このプロトコルを使用した体細胞突然変異誘発の効率は約40%に達しました F1変異オスを野生型のメスと交配させてヘテロ接合型のF2メスを産生し、交配しない場合はF3オスを産生した。変異F3オスをヘテロ接合メスと交配して、F4ホモ接合変異メスを生成しました。突然変異誘発が成功した結果、標的遺伝子の喪失と相関する異常な行動が観察された。

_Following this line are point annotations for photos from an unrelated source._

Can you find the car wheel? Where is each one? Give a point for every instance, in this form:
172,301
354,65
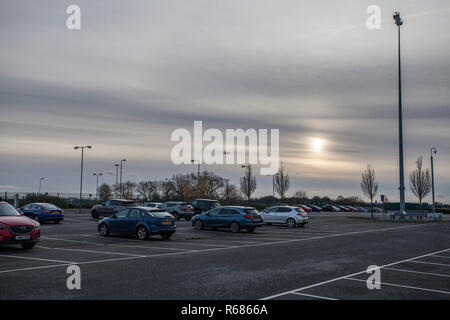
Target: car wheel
104,230
142,233
290,223
235,227
28,245
198,225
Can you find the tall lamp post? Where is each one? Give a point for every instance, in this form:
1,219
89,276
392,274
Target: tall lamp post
121,167
399,22
40,183
433,150
117,178
81,174
96,188
198,175
273,186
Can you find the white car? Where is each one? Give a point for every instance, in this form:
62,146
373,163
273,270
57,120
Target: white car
288,215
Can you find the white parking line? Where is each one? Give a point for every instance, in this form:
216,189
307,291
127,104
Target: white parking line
102,252
400,286
112,244
313,296
38,259
254,245
349,275
419,272
432,263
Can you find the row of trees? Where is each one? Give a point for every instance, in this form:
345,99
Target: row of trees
419,182
209,185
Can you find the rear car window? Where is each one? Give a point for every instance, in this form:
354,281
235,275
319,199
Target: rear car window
251,212
49,206
159,213
8,210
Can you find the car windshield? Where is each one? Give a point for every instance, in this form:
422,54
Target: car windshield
128,204
159,213
49,206
8,210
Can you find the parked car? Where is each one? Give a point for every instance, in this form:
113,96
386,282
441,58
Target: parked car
16,228
352,209
152,204
140,221
203,205
315,208
288,215
43,212
179,209
234,218
330,208
343,208
110,207
305,208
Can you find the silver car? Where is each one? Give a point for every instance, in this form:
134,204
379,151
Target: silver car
288,215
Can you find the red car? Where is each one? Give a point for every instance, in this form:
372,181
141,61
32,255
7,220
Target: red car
305,208
17,229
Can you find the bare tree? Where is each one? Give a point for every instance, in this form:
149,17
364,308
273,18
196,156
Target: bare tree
369,186
148,190
420,181
128,190
300,196
248,183
282,182
105,192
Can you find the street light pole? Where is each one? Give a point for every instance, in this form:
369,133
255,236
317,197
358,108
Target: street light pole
81,173
96,188
121,187
399,23
40,181
198,176
433,150
117,178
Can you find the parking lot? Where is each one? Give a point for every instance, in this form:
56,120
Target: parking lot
327,259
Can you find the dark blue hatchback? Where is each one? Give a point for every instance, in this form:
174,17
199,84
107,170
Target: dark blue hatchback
234,218
140,221
43,212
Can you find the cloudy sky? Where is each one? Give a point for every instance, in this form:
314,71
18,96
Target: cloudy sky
137,70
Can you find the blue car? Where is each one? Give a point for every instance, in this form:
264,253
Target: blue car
43,212
234,218
140,221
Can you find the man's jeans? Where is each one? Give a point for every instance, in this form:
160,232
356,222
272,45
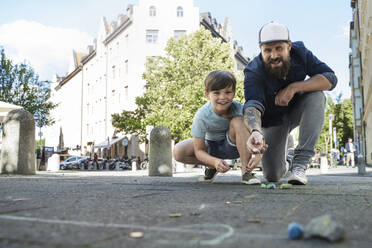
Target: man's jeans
350,157
308,113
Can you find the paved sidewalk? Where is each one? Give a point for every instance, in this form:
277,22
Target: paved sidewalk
101,208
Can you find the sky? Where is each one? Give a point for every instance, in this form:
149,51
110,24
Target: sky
43,33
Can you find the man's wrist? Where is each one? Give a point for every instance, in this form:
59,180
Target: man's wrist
256,130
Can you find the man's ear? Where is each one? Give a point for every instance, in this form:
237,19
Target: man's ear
289,45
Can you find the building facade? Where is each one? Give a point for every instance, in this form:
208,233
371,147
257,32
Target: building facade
109,77
360,64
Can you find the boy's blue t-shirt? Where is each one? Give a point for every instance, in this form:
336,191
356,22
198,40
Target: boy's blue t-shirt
210,126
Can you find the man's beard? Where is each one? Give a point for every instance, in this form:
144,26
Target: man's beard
278,72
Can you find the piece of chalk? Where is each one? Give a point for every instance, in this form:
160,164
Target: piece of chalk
271,186
295,231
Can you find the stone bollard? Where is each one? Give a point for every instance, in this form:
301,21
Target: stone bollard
53,163
160,156
323,165
361,165
18,148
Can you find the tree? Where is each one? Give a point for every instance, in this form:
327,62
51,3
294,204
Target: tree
343,122
174,88
21,86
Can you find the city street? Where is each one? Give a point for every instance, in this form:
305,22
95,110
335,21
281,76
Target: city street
103,208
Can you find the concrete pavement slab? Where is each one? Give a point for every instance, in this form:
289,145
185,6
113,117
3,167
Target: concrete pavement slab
101,209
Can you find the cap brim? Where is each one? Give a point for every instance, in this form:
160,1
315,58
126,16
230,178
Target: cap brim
269,41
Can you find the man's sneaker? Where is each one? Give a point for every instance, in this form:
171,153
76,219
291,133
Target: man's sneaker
250,178
297,176
287,172
209,175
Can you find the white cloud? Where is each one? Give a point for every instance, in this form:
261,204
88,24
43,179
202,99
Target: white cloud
345,32
47,49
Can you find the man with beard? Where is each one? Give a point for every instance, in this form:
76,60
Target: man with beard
283,88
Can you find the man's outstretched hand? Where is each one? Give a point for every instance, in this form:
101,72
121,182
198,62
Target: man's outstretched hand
256,143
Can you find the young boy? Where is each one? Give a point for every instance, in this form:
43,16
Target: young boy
218,132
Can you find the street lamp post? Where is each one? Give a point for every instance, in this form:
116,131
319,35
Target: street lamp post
331,118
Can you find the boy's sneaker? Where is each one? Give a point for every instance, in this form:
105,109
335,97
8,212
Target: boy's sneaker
297,176
250,178
209,175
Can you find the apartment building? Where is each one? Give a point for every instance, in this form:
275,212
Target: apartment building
360,64
108,77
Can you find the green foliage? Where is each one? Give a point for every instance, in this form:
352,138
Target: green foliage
21,86
343,112
174,88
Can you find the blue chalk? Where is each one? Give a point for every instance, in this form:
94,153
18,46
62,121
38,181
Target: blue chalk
295,231
271,186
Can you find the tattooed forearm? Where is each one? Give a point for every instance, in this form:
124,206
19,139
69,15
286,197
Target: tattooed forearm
252,119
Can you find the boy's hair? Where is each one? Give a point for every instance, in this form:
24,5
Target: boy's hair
217,80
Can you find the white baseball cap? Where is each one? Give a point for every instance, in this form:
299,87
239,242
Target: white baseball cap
272,32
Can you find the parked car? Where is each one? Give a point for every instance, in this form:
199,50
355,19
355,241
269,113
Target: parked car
83,162
69,163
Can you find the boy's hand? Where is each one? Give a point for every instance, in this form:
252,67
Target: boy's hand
256,143
254,161
221,165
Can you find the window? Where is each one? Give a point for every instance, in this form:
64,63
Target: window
152,11
179,11
126,92
126,41
126,67
178,33
151,36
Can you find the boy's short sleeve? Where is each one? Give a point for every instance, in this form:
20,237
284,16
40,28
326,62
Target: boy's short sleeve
198,128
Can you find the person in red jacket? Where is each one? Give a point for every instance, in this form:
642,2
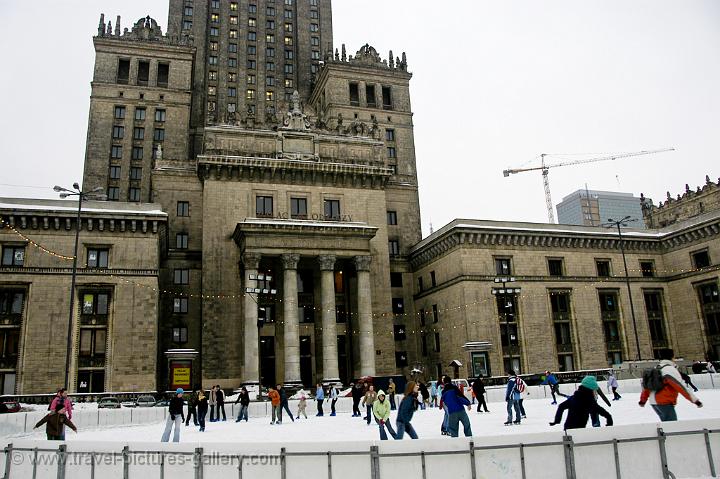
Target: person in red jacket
664,400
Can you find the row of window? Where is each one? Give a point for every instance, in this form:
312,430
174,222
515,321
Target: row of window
140,113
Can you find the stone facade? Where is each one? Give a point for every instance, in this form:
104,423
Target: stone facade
562,311
114,336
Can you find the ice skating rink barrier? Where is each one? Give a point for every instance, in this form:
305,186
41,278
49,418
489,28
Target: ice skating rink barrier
683,449
23,422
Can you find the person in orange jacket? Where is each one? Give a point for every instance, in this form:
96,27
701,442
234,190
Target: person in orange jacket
664,400
275,401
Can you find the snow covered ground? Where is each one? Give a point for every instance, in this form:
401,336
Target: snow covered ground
343,427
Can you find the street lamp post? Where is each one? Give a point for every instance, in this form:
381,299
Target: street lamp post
617,224
503,292
95,193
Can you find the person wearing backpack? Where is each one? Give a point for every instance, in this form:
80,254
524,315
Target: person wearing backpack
513,396
661,386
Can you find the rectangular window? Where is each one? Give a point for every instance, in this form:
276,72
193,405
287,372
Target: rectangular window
503,266
603,267
555,267
387,98
263,206
134,194
97,257
181,276
13,255
183,208
298,208
647,268
354,95
399,332
181,240
163,75
137,153
398,306
332,210
180,335
123,75
701,259
370,96
143,72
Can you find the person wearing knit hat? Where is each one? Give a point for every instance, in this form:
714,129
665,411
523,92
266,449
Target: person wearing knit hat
581,406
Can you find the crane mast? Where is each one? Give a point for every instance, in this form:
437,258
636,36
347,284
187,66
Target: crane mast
545,169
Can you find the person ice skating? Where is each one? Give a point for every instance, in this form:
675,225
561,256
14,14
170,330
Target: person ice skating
381,413
455,401
512,397
244,400
276,406
55,422
479,390
391,394
202,406
406,409
552,381
192,409
302,404
62,398
333,398
212,401
220,398
284,404
664,397
357,394
688,381
320,398
581,406
613,384
175,418
368,400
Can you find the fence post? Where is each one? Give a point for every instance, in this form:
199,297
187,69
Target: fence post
198,462
711,462
374,462
473,472
62,458
569,457
126,462
663,455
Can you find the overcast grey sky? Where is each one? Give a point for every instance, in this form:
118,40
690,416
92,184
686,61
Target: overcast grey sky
495,84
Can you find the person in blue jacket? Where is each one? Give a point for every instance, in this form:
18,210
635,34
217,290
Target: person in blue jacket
406,411
512,397
456,403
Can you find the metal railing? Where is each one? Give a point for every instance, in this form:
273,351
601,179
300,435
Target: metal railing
200,458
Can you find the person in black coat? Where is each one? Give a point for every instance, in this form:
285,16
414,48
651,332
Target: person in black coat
580,406
479,390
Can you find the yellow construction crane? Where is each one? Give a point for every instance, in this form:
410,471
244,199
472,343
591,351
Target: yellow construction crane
544,169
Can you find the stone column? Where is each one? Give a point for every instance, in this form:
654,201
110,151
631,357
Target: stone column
251,374
291,327
365,322
331,372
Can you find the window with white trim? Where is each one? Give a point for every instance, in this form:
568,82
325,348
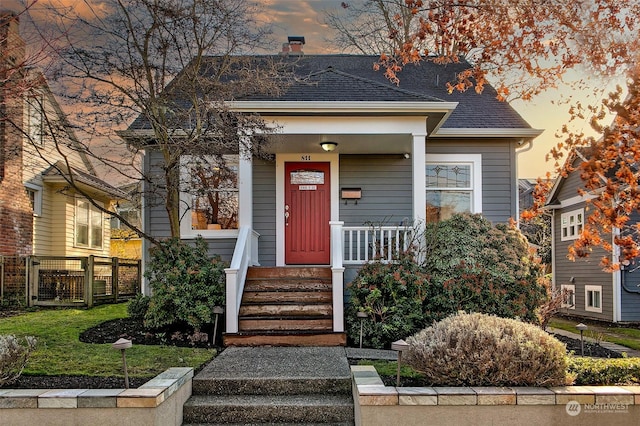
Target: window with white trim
34,193
88,225
593,298
209,194
35,119
571,224
453,185
568,294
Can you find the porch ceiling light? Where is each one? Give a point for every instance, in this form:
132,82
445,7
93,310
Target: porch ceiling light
328,146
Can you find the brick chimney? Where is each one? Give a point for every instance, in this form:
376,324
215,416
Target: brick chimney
16,214
293,46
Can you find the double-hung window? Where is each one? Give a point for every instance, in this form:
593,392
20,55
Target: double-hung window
88,225
35,119
571,224
34,192
209,195
568,294
454,185
593,298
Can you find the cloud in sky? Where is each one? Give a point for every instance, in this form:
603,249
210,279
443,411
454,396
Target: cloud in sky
306,18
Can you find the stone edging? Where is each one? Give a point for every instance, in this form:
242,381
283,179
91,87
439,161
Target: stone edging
371,391
150,395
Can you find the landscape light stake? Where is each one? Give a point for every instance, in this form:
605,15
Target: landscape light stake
399,345
217,310
123,344
362,316
582,328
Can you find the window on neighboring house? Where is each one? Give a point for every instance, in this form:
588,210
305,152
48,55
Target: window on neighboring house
35,120
593,298
568,294
454,185
571,224
130,215
35,197
89,229
209,194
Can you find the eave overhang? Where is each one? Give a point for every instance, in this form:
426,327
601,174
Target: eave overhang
495,132
342,107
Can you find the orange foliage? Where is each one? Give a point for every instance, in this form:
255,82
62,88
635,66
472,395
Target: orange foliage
525,46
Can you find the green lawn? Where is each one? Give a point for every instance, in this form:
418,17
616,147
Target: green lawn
60,352
625,336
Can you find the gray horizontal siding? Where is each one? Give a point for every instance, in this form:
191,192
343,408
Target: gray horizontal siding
156,218
499,186
386,183
264,210
585,271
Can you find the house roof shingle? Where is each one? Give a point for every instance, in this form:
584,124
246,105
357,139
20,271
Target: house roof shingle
352,78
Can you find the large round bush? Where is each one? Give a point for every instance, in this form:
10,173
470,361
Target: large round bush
464,263
482,268
392,296
485,350
186,283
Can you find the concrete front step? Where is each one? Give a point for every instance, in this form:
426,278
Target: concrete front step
285,338
347,423
350,423
271,386
269,408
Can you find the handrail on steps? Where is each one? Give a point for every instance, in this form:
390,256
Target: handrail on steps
245,254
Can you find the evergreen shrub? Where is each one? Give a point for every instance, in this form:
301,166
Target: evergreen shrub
186,284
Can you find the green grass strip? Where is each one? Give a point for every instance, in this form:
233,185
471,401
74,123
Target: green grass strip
59,351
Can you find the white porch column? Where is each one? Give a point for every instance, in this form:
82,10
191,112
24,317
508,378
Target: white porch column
337,275
245,185
418,158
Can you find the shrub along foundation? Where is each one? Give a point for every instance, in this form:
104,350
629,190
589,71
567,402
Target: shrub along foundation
376,404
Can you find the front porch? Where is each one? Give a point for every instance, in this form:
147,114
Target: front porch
300,305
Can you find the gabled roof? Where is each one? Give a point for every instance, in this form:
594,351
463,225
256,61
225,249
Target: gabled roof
331,84
54,174
332,80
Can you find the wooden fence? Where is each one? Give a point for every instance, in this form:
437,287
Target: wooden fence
69,281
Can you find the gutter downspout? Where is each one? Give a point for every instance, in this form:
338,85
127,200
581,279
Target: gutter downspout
521,149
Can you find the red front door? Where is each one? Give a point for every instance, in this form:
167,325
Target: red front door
307,212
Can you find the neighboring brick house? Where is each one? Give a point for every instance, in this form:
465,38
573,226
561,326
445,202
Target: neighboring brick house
40,212
16,217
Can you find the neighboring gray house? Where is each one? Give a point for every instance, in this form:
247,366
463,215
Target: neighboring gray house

Orcoの喪失は、フェロモン感知の喪失、獲物を検出できないこと、繁殖力の低下、およびコロニーからの徘徊に関連しています。このプロトコルを実行する場合、注射中の胚の損傷を最小限に抑える必要があります。これは、針先が大きく開きすぎないようにし、注入時に針をゆっくりと動かすことで行うことができます。
同様の技術を使用してトランスジェニックアリを生成および維持することができ、ニューロンの活動および行動を調査するためのより洗練されたツールを提供する。CRISPRを介した神経新生は、ミツバチ、クローン侵入アリ、ヒアリなどの他の真社会性昆虫種で使用されています。遺伝子組み換えは、真社会性昆虫の発生、生理、社会的行動に関する機能的研究を促進します。